Se comercializan plomos de diferentes colores para pasar desapercibidos o todo lo contrario, los hay incluso fluorescentes.

Por su forma, los plomos redondeados ruedan más por el fondo y se desentierran con más facilidad que los plomos que presentar aristas, caras planas o combinaciones de curvas concavas y convexas. Los plomos con aletas tampoco ruedan por el fondo con facilidad y planean durante la recogida alejandose del fondo.

Cuantas más aristas y formas raras tenga un plomo más fácil será que se nos enganche en el fondo con rocas, algas, ramas, etc...

Se comercializan plomos con unos alambres de acero inoxidable que los atraviesan ideales para la pesca en la modalidad de surfcasting en días de mucho oleaje y corrientes. Estos alambres actuarán como anclas, evitarán que el plomo ruede y ayudarán al plomo a quedarse fijo en un sitio cuando se entierra en la arena. Cuando los alambres son fijos en ocasiones tendremos que tirar y doblarlos para poder recoger hilo. Actualmente se vienen fabricando con los alambres pasantes de forma que clipan en la posición de trabajo y al tirar fuerte desclipan y giran haciendo más fácil la recogida y evitando enganches indeseados.

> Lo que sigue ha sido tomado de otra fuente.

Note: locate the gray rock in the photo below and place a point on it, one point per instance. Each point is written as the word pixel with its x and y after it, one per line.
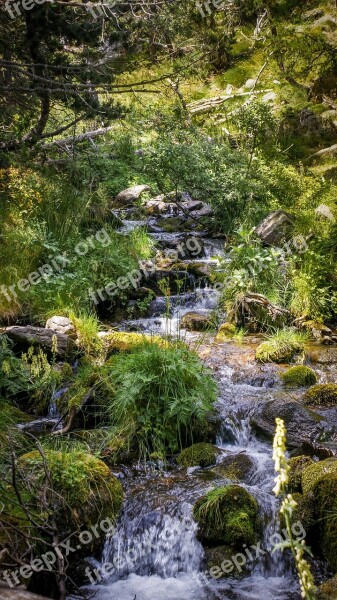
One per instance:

No se pueden realizar largos lances con poco peso. Cuanto más viento, más voluminoso y poco aerodinámico sea nuestro señuelo y más gruesa sea la línea utilizada mayor tendrá que ser el peso del plomo para conseguir largos lances. Siempre teniendo en cuenta la resistencia de las líneas y cañas utilizadas para no pasarnos con el peso de los plomos y evitar roturas.